The halal blockchain initiative is being led by Dahlan via the Halal Science Centre, which once completed is expected to increase the industry’s ability to perform standardization and authentication processes with guaranteed standards and traceability.
“The core of the halal blockchain will be the Hal-Q or Halal Assurance, Liability and Quality System which is used by the Central Islamic Council of Thailand to perform and issue halal certifications,” he said.
“The platform will be used in tandem with what we call SPHERE, or the System Protocol for Halal Electronic Resource Exchange, which will be what links government, industry, academia, consumers and halal certification organisations together.
“This process is currently still ongoing, but the ultimate aim and end-goal for us to reach is to establish a full-scale halal blockchain platform which can benefit all of Thailand.”
Other scientific progress
In addition to building the technology required, Dahlan also highlighted several breakthroughs that the Halal Science Centre will be bringing to this modernization of the local halal industry.
“We have already developed the world’s first book of Halal H-numbers, a database that gathers chemicals and ingredients and tabulates these with H-numbers to determine a food or beverage product’s ‘safety’,” he said.
“The centre’s halal laboratory has also successfully developed a new generation technique for multiplex haram animal analyses to authenticate halal food products.
“This new technology is able to test for nine species of haram animals in one analysis, which saves everyone a lot of time, effort and money as opposed to testing for each haram component one by one.”
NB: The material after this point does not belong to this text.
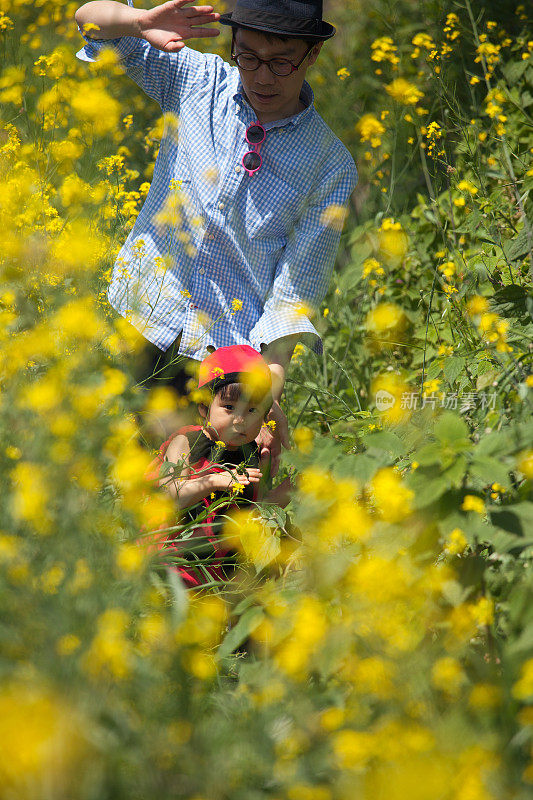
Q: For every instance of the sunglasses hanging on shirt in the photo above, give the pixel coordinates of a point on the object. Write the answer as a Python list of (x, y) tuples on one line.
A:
[(255, 136)]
All in all though, Dahlan stressed that science and technology is definitely the way forward for Thailand’s halal sector, which carries great weight in the country despite the community’s small size.
“Traceability is going to increasingly become more important, and it will be crucial for us to have such a system in place to provide consumers with the assurance that they are not in contact with any haram food items, especially as haram is to us very much a food hazard,” he said.